The methods for enforcement differ: from allowing tenants or community agencies to file civil cases against non-compliant landlords to waging high administrative fines or using specialized housing courts or dockets make sure rentals are inspected and remediation is completed.

To work, they have to be uniformly followed. “It's not enough to pass a law,” Benfer said.

Historically, and in recent years, the city has been reluctant to enforce the housing standards it sets.

Cleveland has had a requirement that landlords register their rentals for more than a decade. Only about a half of the estimated city rental units are currently registered — though that is an improvement from 5 years ago when a third or less of the units were registered.
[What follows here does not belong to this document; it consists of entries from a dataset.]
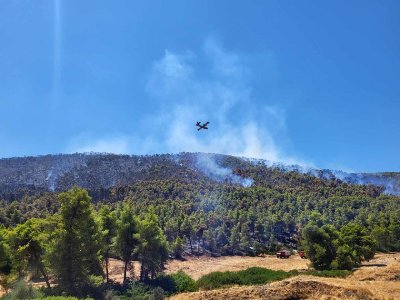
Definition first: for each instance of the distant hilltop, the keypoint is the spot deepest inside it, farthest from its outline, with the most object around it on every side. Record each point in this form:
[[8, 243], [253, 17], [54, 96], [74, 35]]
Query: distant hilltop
[[95, 171]]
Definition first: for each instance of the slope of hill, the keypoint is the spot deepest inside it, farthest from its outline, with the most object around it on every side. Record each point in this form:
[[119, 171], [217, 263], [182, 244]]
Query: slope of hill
[[96, 171]]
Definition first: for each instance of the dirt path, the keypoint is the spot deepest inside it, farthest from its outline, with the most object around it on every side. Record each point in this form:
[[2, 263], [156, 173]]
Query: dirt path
[[377, 279], [196, 267]]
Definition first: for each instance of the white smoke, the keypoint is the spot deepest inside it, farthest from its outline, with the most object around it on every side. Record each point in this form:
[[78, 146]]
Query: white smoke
[[208, 165]]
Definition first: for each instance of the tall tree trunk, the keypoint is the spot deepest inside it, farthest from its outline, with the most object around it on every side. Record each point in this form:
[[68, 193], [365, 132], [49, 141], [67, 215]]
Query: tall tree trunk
[[107, 268], [125, 268], [46, 278], [191, 246], [141, 273]]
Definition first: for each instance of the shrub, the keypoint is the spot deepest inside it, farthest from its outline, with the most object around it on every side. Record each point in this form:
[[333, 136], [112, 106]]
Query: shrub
[[329, 273], [246, 277], [176, 283], [22, 290], [183, 282]]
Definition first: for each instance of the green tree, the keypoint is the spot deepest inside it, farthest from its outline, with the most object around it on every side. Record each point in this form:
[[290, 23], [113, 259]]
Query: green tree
[[75, 254], [108, 232], [177, 248], [319, 246], [359, 241], [127, 238], [28, 242], [152, 250]]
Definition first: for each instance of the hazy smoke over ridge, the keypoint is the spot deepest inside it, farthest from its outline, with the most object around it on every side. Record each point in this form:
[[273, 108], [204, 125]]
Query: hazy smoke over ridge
[[208, 165]]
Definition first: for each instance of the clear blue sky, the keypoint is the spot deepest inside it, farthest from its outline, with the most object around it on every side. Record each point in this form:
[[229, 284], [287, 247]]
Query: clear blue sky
[[309, 82]]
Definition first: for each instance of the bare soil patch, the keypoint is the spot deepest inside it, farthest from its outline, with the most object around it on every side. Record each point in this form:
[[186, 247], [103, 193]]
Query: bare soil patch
[[376, 279], [196, 267]]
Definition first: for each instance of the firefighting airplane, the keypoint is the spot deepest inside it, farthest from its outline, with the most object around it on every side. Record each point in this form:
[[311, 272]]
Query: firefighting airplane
[[204, 126]]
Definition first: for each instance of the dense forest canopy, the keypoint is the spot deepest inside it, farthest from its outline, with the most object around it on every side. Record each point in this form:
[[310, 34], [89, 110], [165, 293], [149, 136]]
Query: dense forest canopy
[[157, 207], [218, 203]]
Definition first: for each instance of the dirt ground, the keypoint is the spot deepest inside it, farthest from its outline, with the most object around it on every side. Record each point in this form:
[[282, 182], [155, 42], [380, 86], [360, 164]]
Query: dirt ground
[[376, 279], [196, 267]]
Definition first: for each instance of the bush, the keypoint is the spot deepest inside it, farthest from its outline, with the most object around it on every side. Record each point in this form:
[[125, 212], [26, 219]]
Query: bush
[[183, 282], [329, 273], [59, 298], [22, 290], [176, 283], [246, 277]]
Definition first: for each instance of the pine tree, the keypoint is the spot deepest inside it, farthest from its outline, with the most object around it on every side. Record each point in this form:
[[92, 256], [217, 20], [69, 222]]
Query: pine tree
[[127, 236], [152, 250], [75, 255], [108, 232], [28, 242]]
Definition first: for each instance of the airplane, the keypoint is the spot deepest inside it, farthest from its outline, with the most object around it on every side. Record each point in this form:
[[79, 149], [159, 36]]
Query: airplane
[[204, 126]]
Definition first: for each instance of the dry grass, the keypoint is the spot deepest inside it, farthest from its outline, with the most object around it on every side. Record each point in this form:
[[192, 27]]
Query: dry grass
[[377, 279]]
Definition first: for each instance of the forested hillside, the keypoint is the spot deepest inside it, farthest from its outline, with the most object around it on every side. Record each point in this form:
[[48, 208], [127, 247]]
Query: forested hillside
[[94, 171], [220, 204], [153, 207]]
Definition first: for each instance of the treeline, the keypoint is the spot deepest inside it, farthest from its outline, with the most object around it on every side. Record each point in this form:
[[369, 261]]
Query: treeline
[[67, 239], [226, 219], [71, 247]]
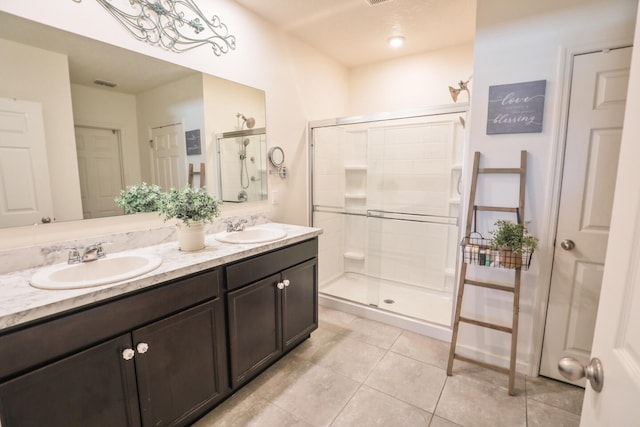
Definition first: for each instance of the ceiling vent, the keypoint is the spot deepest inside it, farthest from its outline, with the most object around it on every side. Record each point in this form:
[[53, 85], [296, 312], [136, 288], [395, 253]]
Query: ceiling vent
[[376, 2], [104, 83]]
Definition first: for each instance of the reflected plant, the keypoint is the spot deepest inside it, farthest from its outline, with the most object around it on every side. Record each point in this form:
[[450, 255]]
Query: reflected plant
[[139, 198], [189, 205]]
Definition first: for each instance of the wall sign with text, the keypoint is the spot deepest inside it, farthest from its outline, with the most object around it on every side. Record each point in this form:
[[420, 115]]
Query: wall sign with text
[[516, 108]]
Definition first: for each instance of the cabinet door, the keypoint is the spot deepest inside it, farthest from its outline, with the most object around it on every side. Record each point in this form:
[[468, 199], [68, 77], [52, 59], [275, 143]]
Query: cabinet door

Both the city’s current rental inspection program and the proposed lead-safe certificate are based on that registry.

The rental inspection program started in 2017 is meant to ensure that units meet basic safety standards.

Technically, the inspections are required but the only units inspected are ones where landlords have registered their rentals with the city andproperty owners or tenants let the city in, unless there’s a complaint about a violation filed or an inspection is ordered by the housing court. The city competed 13,733 inspections as of last month. Most homes inspected have passed.

The city hasn’t taken action, however, including getting warrants when landlords decline or refuse an inspection.

Cleveland Housing Court Judge Ron O’Leary said he couldn’t pinpoint the roots of the city’s stance around housing code search warrants.

“As long as I’ve been dealing with things, it’s always been there,” said O’Leary, who previously worked in city’s Law department and headed the Building & Housing department.

O’Leary said he personally understands the reluctance to force entry into an occupied home absent serious conditions.

“I can’t even say how uncomfortable I am with that,” he said.

Often the city tries other avenues first, such as offering help or incentives, he said. Or looking for exterior housing violations, which can create a different route to bring a property owner into court and leverage the court’s ability to order an inspection as a condition of probation.

What is legal and what, from a public relations or community standard are tolerable, aren’t always the same, O’Leary said.

“It’s one of those things that just because you can legally do something, doesn’t mean you should do it,” he said.

That doesn’t mean O’Leary wouldn’t sign such a warrant.

If a landlord refused an inspection, he said, and the city brought him an administrative warrant, he said he would carefully review it to make sure the city took reasonable steps to get the property owner to comply – sending a letter, physically going to the home and knocking on the door.